Anan melepas earphones yang sedari tadi memang menempel di telinga nya, “Americano 8 shot espresso. Terus buat Adelio, dia bilang mau Taro.” ucap Anan singkat.

Hardin menggelengkan kepalanya dengan tidak mengerti, “masih minum racun itu lo?” tanyanya bergurau, karena kecintaan Anan pada kopi cukup membuatnya ngeri. “eh gausah di bayar, kan gue traktir hari ini.” ucap Hardin langsung, begitu Anan menyodorkan ATM kepadanya.

Thanks.” ucap Anan tulus.

“Dah sana tunggu aja di meja, ntar gue anterin lagi.” kata Hardin dan berlalu ke belakang.

Anan mengerti, dan hendak menuju meja dimana tempat sahabatnya berkumpul.
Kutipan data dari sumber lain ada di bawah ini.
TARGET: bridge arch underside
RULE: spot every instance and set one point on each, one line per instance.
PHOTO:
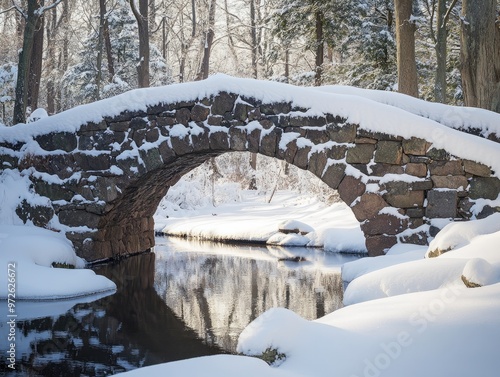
(112, 175)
Kemudian atensinya teralihkan dengan ikat rambut warna maroon yang terjatuh di lantai.

'Pasti punya cewenya cowo yang tadi.'

Anan mengenggam tali rambut itu, dan hendak menghampiri keduanya untuk mengembalikan tali rambut pada si empunya.

“Anan, mau kemana?” belum sempat dirinya beranjak, Sylvia sudah ada di belakangnya dan memegang lengannya.

“Lo kok ada disini?”

“Itu tadi si Haikal chat katanya Anan lagi kumpul disini.”

“Sama siapa?”

“Naik grab sama si Gina hehe.”

Gina nih cewenya Dinan. Anak gue udah gede, sekarang udah punya pacar sendiri.

“Oh, gue mau ada urusan bentar.” Ucap Anan melepas pegangan Sylvia dan menolehkan kepalanya ke seluruh penjuru cafe untuk mencari pasangan kekasih yang tadi masih ada di jangkauan pandangannya.

“Urusan apa?” tanya Sylvia penasaran.

'Oh, udah pergi ternyata.'

Anan kembali memasukkan ikat rambut itu ke dalam kantongnya, “ga ada.” jawabnya singkat dan berjalan lebih dulu meninggalkan Sylvia untuk menuju meja tempat temannya berkumpul.